In an impoverished country like Afghanistan where credit is rare and poverty is often the greatest threat to individual livelihoods, the drug trade is able to offer credit and a guaranteed return that far exceeds its legal alternatives.

Consider then the importance of the Taliban in this equation. If the Taliban is able to provide land, credit and a guaranteed demand for the commodity, then they are also creating significant political capital in these areas. 

The population’s livelihoods have now become dependent on the very commodity that the Taliban is facilitating. Whether the population likes the Taliban is largely irrelevant. In fact, recent surveys have certainly indicated the extent to which much of the population rejects Taliban ideology. Despite this, they have no alternative but to support the Taliban.

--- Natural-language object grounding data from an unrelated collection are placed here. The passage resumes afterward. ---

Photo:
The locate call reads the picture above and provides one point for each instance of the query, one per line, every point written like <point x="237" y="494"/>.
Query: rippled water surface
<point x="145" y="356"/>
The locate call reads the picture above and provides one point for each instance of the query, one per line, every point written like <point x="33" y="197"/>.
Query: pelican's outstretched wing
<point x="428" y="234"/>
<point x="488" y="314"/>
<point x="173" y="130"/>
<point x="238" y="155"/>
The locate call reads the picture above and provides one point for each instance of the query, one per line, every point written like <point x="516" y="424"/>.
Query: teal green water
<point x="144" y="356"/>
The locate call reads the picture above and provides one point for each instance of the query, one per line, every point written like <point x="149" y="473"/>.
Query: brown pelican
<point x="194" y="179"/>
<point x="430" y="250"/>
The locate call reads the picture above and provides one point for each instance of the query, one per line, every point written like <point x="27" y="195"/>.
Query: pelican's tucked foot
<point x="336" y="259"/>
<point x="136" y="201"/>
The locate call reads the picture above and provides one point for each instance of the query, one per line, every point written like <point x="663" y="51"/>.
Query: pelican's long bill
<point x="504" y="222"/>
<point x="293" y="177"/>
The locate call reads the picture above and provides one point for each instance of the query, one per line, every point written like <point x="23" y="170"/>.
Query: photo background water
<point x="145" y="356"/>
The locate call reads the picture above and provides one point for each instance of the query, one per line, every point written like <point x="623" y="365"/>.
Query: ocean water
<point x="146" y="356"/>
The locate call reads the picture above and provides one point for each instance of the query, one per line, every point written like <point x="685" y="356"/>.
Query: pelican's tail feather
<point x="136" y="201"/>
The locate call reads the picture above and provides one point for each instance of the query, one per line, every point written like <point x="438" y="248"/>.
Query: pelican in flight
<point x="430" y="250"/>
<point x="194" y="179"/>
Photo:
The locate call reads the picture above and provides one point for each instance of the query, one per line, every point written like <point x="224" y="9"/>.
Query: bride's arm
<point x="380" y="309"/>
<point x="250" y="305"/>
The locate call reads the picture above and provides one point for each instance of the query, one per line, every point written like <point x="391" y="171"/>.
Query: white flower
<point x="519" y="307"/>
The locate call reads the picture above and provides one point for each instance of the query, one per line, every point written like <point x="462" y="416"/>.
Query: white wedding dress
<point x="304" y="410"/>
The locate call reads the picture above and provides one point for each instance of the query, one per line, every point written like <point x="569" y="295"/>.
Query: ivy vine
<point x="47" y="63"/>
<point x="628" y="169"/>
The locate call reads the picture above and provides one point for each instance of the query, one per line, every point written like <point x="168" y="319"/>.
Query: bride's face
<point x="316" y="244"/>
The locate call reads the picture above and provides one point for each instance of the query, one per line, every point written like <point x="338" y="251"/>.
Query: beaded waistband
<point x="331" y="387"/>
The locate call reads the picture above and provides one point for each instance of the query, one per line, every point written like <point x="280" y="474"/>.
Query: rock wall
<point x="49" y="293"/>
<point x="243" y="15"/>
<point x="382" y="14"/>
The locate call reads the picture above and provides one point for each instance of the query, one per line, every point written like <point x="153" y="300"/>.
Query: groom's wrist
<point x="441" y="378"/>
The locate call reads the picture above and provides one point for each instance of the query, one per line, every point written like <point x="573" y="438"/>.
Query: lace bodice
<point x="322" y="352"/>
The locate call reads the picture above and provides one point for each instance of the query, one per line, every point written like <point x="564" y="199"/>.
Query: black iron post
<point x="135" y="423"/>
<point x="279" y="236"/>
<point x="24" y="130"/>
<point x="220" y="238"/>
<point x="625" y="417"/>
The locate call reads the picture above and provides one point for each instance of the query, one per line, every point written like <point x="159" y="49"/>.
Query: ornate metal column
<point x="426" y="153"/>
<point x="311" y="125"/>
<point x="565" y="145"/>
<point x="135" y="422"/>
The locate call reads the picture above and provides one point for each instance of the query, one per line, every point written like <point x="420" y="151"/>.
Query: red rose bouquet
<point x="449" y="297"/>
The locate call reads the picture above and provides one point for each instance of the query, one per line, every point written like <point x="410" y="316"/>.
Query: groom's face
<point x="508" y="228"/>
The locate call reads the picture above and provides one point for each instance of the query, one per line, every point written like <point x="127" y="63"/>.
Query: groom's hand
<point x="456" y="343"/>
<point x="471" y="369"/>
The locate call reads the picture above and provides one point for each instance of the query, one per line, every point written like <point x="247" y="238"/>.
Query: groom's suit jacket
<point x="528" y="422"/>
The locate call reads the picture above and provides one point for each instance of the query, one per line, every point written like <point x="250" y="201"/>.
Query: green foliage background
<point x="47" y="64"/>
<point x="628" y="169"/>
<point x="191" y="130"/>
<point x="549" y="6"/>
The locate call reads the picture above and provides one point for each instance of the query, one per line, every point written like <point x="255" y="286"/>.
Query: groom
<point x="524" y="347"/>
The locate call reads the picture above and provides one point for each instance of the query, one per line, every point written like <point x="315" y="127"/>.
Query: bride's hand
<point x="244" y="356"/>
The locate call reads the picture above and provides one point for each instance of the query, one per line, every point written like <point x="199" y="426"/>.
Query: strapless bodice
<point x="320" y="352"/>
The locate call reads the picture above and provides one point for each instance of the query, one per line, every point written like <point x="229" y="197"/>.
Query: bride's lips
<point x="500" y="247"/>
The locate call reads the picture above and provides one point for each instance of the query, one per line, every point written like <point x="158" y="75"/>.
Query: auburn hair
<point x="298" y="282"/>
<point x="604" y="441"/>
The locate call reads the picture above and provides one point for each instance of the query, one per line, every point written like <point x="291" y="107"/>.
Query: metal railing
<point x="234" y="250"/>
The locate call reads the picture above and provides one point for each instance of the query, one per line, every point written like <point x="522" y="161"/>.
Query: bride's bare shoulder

The inability of ISAF/RS and the Afghan Government to separate the (mostly rural) population from this trade explains much of their counterinsurgency setbacks. The Taliban is likely to hold far more influence over these sectors of the country and will therefore overpower the narrative coming from the legitimate government. 

Previous attempts to eradicate the opium crops have not only fed into the Taliban’s narrative but have further distanced the Afghan Government from the population that it is trying to win over. If the country is to ever transition away from narcotics, it will need viable alternatives that allow the population the opportunity to reject the Taliban’s influence.

The key to any negotiation is to deal from a position of strength. It is difficult to see what that strength is for the U.S. in their negotiations at present. Without undermining the Taliban’s fundamental source of power, there is little incentive for them to reject a practice that has ensured their continued survival. 

To defeat the Taliban, their influence over the local population must be undermined. Without separating that population from the drug trade it is unlikely that this will occur for the foreseeable future.

About the author: Gareth Rice is a Cavalry Officer in the Australian Army who has previously served in Afghanistan. He is currently undertaking postgraduate research on this topic at UNSW-Canberra. His views do not necessarily reflect the positions of the Australian Defence Force or the Australian Government.